About that modern music: Would Benedict approve?

Among the locales Pope Benedict's limousine passed Saturday evening on Manhattan's Upper East Side was the Park Avenue Armory, a large 1881 building whose Drill Hall, reminiscent of a huge, cavernous European train shed, is slowly being turned into a performing arts space.

As it turns out, a concert of sacred music by the great 20th century master Igor Stravinsky was on tap and the performance by the Gotham City Orchestra and the Vox Vocal Ensemble was delayed a few minutes to allow concertgoers outside the chance to watch the pope and his large police escort go by. (The concert organizers also presumably wanted the police sirens and helicopters out of the way before the performance began.)

Outside, it was something of a typical New York scene: one older woman shook her head at seeing the surrounding blocked off streets and kvetched about "how much this is all going to cost." Meanwhile, two hirsute gay men, one in leather pants, greeted each other with a kiss on the lips.

In short, this wasn't exactly Benedict's crowd.
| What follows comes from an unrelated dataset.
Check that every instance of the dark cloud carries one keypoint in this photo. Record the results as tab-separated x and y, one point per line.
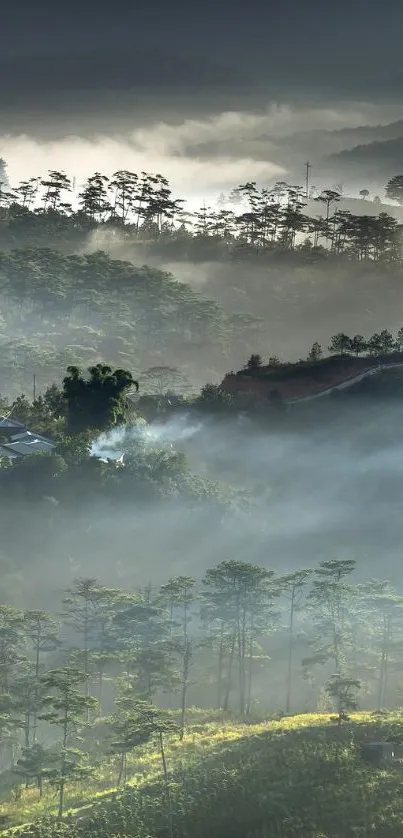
277	51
Or maybe it was. Benedict is known to love classical music, though it's not known if the musical tastes of the pope, an accomplished pianist who unwinds by playing Mozart, extend to the moderns, including the music of Stravinsky, best known for his riotous 1913 ballet, The Rite of Spring, a depiction of pagan Russia. As it turns out, in early middle age Stravinsky returned to the Russian Orthodox faith of his youth, though the text of his sacred music - including the Symphony of Psalms, the Mass and the Requiem Canticles, all performed Saturday evening - were in Latin.

As the program notes pointed out, most of Stravinsky's sacred music "would be for the church of the ear, designed to address matters of praise, penance, and mortality without regard to any ecclesiastical authority." Hmmm'.

Then there's the matter of sound: if the music of Benedict's beloved Mozart and the other German-Austrian masters sound like the musical equivalent of well-burnished wood, Stravinsky's astringent and biting harmonies are the musical equivalent of angular, glimmering steel.

Even so, as the last chords of Stravinsky's Mass slowly drifted away to the words "Agnus Dei, qui tollis peccata mundi, dona nobis pacem" (O Lamb of God, that takes away the sins of the world, grant us thy peace), the audience was transfixed, momentarily forgetting that it was listening to sacred music in a peculiarly non-sacred space.

Would Benedict have approved? Call it a draw. Maybe.